- The Steadefi team has offered a 10% bounty to the exploiter who hacked the DeFi protocol.
- The hacker stole over $1.1 million from the DeFi protocol after its protocol deployer wallet was compromised.
- Steadefi’s lending vaults on Arbitrum and Avalanche were reportedly drained by the exploiter.
Decentralized finance protocol Steadefi recently announced a 10% bounty for the exploiter responsible for the hack that cost it over a million dollars. The hack reportedly occurred late on August 7 after the DeFi application’s protocol deployer wallet was compromised.
The Steadefi team took to Twitter earlier today to share the exploit’s latest update with its community:
UPDATE NOTICE:
— Steadefi 🔺💙🔶 (@steadefi) August 8, 2023
A 2nd on-chain message has been sent with the corrected contact email address:
SteadefiNegotiation@protonmail.me
NOTICE: Steadefi has been exploited and all funds are currently at risk. https://t.co/fGQElnWvus
The message and offer from the 1st message still…
According to an on-chain message left by the Steadefi team for the hacker/hackers behind the exploit, a 10% bounty was offered if the remaining funds were promptly returned to the DeFi protocol by August 10 at 08:00 UTC. In the event that the exploiter refuses to comply, the bounty would be extended to the public, and legal actions would be initiated against the perpetrators.

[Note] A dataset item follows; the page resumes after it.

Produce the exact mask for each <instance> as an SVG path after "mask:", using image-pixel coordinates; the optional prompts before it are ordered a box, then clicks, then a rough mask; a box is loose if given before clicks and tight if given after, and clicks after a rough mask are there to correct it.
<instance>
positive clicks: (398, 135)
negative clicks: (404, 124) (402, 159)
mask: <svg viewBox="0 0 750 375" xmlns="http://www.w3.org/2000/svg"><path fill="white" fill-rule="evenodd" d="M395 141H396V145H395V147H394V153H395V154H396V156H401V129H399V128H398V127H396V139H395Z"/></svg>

In a warning to the hacker, the Steadefi team stated:
We are offering a 10% bounty of any funds stolen, which are yours to keep if you return the remaining 90%. You will have no risk of us pursuing this further, no risk of law enforcement issues, etc.
An analysis of the exploit shared by Steadefi revealed that the hacker took control of the DeFi protocol’s deployer wallet, which owned all its vaults. The hacker then transferred ownership of the lending and strategy vaults to a wallet controlled by them and initiated several owner-only actions, including maximizing borrowing from the app’s lending vaults.
The hacker drained all available lending capacity on Arbitrum and Avalanche and swapped the borrowed funds to ETH, and then switched networks by bridging them to Ethereum. According to Steadefi, the depositor wallets were not drained by the hacker, given that the owner-only functions did not extend to the withdrawal of customer deposits.
Users on Twitter were suspicious of the events surrounding the hack and demanded more information from the Steadefi team. Some members of the Steadefi community speculated that the exploit may have been an inside job aka a rug pull by a core developer.